I have been working through my photographs from Trinidad since returning home Friday. As I get a handle of the hundreds of pictures, I will post additional ones. Here are a few samples of blackbirds (Icteridae) which we saw during our trip.
First, the Crested Oropendola (Psarocolius decumanus insularis) - This bird was a common visitor to the feeders at Asa Wright Nature Center.
Common in the forests through much of South America, this crow sized Icterid exhibited a personality which reminded me of the Blue Jays around my home and feeders - noisy, wary, swooping in to one tree, then another, then a bush, then a feeder - taking food quickly, but never lingering long.

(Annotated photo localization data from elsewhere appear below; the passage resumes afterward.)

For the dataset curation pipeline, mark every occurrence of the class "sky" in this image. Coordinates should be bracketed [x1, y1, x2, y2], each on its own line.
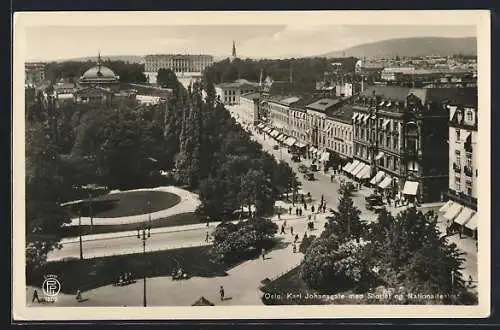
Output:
[24, 24, 476, 61]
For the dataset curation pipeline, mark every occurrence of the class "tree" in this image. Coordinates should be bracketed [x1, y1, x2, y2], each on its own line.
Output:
[322, 187, 366, 242]
[210, 217, 278, 263]
[26, 122, 71, 271]
[156, 68, 180, 89]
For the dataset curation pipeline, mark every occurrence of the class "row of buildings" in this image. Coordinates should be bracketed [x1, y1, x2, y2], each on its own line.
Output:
[232, 80, 478, 238]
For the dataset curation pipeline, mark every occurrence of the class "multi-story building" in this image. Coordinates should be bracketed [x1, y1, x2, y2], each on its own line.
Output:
[215, 79, 260, 105]
[346, 85, 476, 203]
[239, 92, 261, 125]
[25, 62, 46, 87]
[267, 96, 301, 136]
[144, 54, 213, 84]
[325, 106, 354, 162]
[439, 98, 478, 239]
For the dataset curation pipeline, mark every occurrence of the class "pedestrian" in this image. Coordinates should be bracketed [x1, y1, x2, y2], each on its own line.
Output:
[294, 234, 299, 243]
[311, 205, 315, 213]
[323, 205, 326, 213]
[220, 285, 225, 301]
[283, 219, 287, 227]
[206, 220, 210, 227]
[280, 225, 285, 235]
[299, 208, 303, 216]
[261, 248, 266, 260]
[293, 244, 297, 253]
[321, 194, 324, 204]
[303, 232, 308, 239]
[205, 232, 209, 242]
[277, 213, 281, 220]
[32, 289, 41, 304]
[76, 289, 82, 302]
[290, 226, 294, 235]
[308, 214, 312, 221]
[295, 208, 299, 216]
[304, 203, 308, 211]
[330, 174, 334, 183]
[289, 206, 292, 215]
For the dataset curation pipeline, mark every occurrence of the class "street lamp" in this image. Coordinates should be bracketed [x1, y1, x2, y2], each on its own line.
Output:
[78, 206, 83, 260]
[137, 224, 151, 307]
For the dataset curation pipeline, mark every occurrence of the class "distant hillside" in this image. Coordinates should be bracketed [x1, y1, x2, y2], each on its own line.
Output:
[55, 55, 145, 63]
[321, 37, 477, 59]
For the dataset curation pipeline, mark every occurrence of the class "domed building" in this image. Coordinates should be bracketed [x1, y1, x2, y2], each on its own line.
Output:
[78, 52, 120, 90]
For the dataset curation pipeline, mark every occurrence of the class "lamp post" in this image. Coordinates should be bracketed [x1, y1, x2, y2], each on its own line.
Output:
[78, 206, 83, 260]
[137, 225, 151, 307]
[88, 193, 93, 228]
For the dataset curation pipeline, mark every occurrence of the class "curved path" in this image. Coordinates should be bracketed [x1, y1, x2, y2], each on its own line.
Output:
[66, 186, 201, 226]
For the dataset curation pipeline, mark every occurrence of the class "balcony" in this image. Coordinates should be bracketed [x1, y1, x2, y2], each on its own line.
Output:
[464, 165, 473, 177]
[453, 162, 461, 173]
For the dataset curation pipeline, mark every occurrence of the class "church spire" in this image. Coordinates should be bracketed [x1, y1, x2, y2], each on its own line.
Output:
[232, 41, 237, 58]
[97, 50, 102, 72]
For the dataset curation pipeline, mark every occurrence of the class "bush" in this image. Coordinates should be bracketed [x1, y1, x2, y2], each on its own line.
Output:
[210, 217, 278, 263]
[299, 234, 316, 253]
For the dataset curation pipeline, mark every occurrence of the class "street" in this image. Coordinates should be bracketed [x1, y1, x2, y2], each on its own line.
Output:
[227, 105, 478, 288]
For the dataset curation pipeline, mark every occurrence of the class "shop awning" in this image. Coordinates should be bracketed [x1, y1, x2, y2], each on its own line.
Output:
[370, 171, 386, 185]
[443, 202, 463, 221]
[275, 133, 283, 140]
[352, 113, 359, 121]
[356, 164, 371, 179]
[343, 162, 353, 172]
[348, 160, 360, 173]
[383, 119, 391, 128]
[320, 152, 330, 162]
[295, 142, 307, 148]
[361, 114, 370, 122]
[270, 130, 279, 137]
[257, 123, 264, 129]
[465, 213, 477, 231]
[350, 162, 365, 176]
[402, 181, 419, 195]
[375, 151, 384, 161]
[454, 208, 475, 226]
[439, 200, 454, 213]
[378, 176, 392, 189]
[285, 137, 297, 147]
[263, 127, 271, 133]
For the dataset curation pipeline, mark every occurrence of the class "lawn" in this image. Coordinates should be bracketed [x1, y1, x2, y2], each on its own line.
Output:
[70, 190, 181, 218]
[59, 212, 205, 238]
[28, 246, 237, 294]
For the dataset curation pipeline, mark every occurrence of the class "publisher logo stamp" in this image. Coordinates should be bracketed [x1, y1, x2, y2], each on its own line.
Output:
[42, 275, 61, 301]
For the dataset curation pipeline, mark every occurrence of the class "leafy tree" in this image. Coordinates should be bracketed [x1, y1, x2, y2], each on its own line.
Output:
[210, 217, 278, 263]
[26, 122, 71, 271]
[322, 186, 366, 242]
[156, 68, 179, 89]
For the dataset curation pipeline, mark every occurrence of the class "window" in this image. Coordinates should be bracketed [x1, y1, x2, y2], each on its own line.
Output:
[465, 179, 472, 196]
[456, 129, 461, 141]
[466, 110, 473, 122]
[455, 150, 461, 165]
[394, 158, 399, 171]
[465, 152, 472, 168]
[454, 175, 461, 192]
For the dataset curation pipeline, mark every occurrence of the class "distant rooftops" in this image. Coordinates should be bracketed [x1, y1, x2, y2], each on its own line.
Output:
[306, 98, 341, 112]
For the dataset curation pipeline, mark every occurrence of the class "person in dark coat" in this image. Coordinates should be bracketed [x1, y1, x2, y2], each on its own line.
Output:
[32, 289, 41, 304]
[311, 205, 315, 213]
[289, 207, 292, 214]
[220, 285, 225, 301]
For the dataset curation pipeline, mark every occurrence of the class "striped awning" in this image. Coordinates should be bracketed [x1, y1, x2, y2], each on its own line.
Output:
[343, 162, 353, 172]
[352, 113, 360, 121]
[270, 130, 279, 137]
[285, 137, 297, 147]
[370, 171, 386, 185]
[356, 164, 371, 179]
[350, 162, 365, 176]
[361, 114, 370, 122]
[378, 176, 392, 189]
[465, 213, 477, 230]
[439, 200, 454, 213]
[348, 160, 360, 174]
[295, 142, 307, 148]
[402, 181, 419, 196]
[443, 202, 463, 221]
[454, 207, 475, 226]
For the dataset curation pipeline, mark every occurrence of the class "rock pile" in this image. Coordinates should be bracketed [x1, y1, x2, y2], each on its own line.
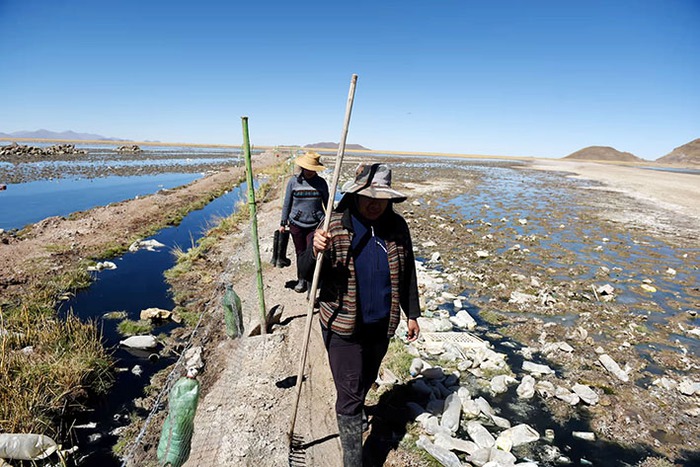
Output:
[116, 144, 142, 152]
[0, 142, 87, 157]
[375, 256, 700, 466]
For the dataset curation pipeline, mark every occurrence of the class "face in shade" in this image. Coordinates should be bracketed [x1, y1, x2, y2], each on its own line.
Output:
[356, 194, 389, 221]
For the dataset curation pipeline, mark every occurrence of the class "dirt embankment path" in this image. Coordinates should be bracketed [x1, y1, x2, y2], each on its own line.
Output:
[176, 183, 342, 466]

The bright yellow tail probably gives the bird part of its name (oro - gold), while the rest of its name (I surmise) comes from its pendulous nests which it weaves high in the forest canopy in colonies with other pairs. The tail is especially prominent when it flies. This is the best, and sharpest, photo I managed in hundreds of attempts to capture the tail's brilliance as the bird flew quickly.

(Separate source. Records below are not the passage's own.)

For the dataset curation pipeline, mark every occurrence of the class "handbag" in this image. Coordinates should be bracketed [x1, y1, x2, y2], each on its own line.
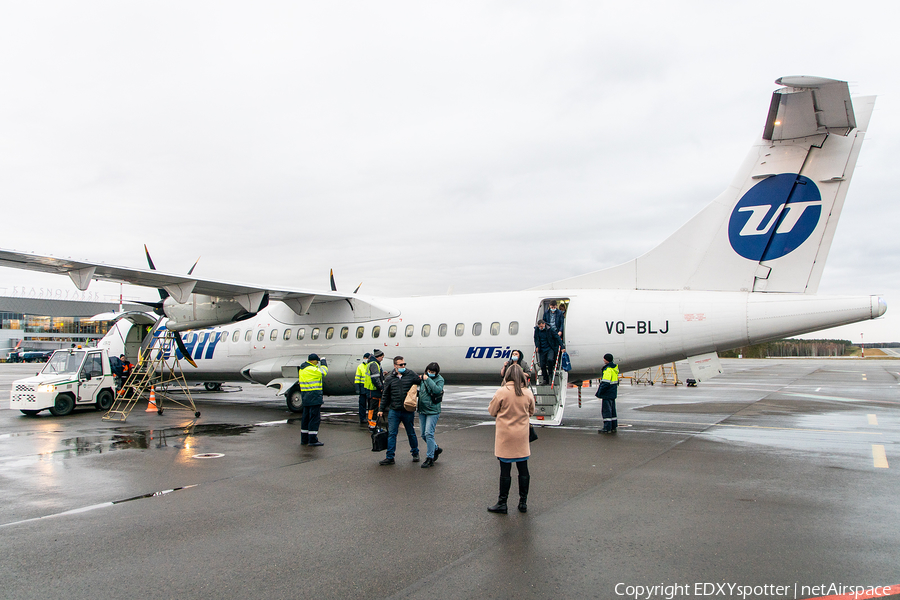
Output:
[403, 384, 418, 412]
[560, 352, 572, 372]
[529, 424, 538, 442]
[371, 426, 388, 452]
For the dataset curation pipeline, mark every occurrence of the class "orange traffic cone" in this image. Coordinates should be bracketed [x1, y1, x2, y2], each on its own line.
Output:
[146, 387, 158, 412]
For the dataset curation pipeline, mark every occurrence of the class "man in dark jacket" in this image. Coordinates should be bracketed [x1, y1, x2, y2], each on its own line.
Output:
[533, 320, 563, 385]
[542, 300, 565, 340]
[596, 353, 620, 433]
[377, 356, 420, 465]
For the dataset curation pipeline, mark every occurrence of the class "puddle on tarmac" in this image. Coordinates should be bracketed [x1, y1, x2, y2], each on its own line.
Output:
[56, 423, 254, 458]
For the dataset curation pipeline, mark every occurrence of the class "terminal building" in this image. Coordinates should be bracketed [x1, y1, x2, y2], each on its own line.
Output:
[1, 295, 146, 359]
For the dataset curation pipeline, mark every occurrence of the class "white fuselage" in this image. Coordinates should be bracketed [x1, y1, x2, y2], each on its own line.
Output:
[99, 289, 884, 396]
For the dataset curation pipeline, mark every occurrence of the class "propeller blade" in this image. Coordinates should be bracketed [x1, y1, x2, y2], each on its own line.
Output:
[143, 244, 157, 271]
[144, 245, 169, 301]
[134, 300, 165, 315]
[174, 331, 198, 368]
[330, 269, 337, 292]
[353, 283, 362, 294]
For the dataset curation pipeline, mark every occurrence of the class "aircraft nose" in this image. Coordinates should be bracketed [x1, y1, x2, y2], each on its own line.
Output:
[872, 296, 888, 318]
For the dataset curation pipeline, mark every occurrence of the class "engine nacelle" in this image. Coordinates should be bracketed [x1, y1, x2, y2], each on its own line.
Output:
[163, 295, 254, 331]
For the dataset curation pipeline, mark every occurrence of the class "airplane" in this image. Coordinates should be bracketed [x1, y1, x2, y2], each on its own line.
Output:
[0, 76, 885, 424]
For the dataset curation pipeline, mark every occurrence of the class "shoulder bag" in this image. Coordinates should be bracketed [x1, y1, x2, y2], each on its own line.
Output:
[403, 384, 419, 412]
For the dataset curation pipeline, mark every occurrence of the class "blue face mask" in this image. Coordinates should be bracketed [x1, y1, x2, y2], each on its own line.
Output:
[550, 308, 557, 312]
[398, 367, 406, 373]
[511, 355, 519, 362]
[427, 372, 435, 378]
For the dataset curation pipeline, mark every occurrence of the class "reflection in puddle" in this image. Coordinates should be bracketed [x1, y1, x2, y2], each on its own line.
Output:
[56, 423, 254, 458]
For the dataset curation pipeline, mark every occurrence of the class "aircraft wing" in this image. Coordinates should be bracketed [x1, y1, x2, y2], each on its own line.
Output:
[0, 248, 385, 316]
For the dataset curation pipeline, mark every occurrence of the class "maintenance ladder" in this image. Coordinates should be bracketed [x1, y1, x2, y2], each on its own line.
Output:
[103, 331, 199, 422]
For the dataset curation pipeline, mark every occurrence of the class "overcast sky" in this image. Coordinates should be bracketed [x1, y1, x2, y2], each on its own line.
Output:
[1, 1, 898, 342]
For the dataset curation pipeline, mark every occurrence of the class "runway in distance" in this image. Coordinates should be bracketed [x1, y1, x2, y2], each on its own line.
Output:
[0, 76, 886, 424]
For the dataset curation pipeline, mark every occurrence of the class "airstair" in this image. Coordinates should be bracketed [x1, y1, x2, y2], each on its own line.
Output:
[529, 348, 567, 426]
[103, 331, 199, 422]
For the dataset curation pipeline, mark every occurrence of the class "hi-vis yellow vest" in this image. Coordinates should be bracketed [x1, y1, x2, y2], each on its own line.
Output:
[355, 362, 368, 388]
[298, 362, 327, 394]
[602, 364, 619, 385]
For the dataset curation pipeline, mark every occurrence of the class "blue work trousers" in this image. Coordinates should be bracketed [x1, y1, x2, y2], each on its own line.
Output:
[386, 409, 419, 460]
[358, 391, 369, 424]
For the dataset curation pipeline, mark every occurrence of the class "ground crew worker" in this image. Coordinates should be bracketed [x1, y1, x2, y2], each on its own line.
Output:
[298, 353, 328, 446]
[596, 353, 619, 433]
[355, 352, 371, 427]
[366, 349, 385, 429]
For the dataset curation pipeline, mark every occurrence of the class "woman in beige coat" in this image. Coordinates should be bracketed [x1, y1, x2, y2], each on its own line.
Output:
[487, 364, 536, 514]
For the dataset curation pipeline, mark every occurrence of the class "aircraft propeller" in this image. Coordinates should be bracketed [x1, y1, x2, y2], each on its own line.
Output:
[139, 245, 199, 368]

Also from the veranda of Asa Wright, I captured this Yellow Oriole (Icterus nigrogularis trinitatis)
I returned from this trip curious about the relationship between many birds, both on the island of Trinidad and familiar to me in North America. As I have been sorting photographs, I have also been referring to scientific names - and taxonomic tables - in order to get a better grasp on how closely related different birds are. The Yellow Oriole, for example, shares its Genus with the Baltimore Oriole and Orchard Oriole familiar in the Northeast, as might be apparent in the size and shape.
But size and shape can be deceiving. The Red-breasted Blackbird (Sturnella miliaris) is very similar in size and shape to the Red-winged Blackbird ((Agelaius phoeniceus), but not as closely related as the orioles just mentioned, as the Genus names indicate.
The Red-breasted Blackbird, seen near the agricultural station in a savannah of mixed grasslands and wet areas, was one of the most stunning birds which we saw while on Trinidad.
Other blackbirds (Icterids) which we saw were the Yellow-rumped Cacique (Cacicus cela) for which I have no decent pictures - the Shiny Cowbird (Molothrus bonariensis), much fewer in number and marginally more attractive than the Brown-headed Cowbird - and the Carib Grackle (Quiscalus lugubris), which looked like a grackle.
Around my home, the crocus are blooming where the snow has melted; the snow drops are blossoming even before the snow has completely melted; the roads are a muddy quagmire, and the yard is littered with winter's detritus of flower canes, tree branches, road grit,, sunflower shells and who knows what else. It would all be a miserable mess but for one thing - it is Spring! - and my neighborhood is rushing to life!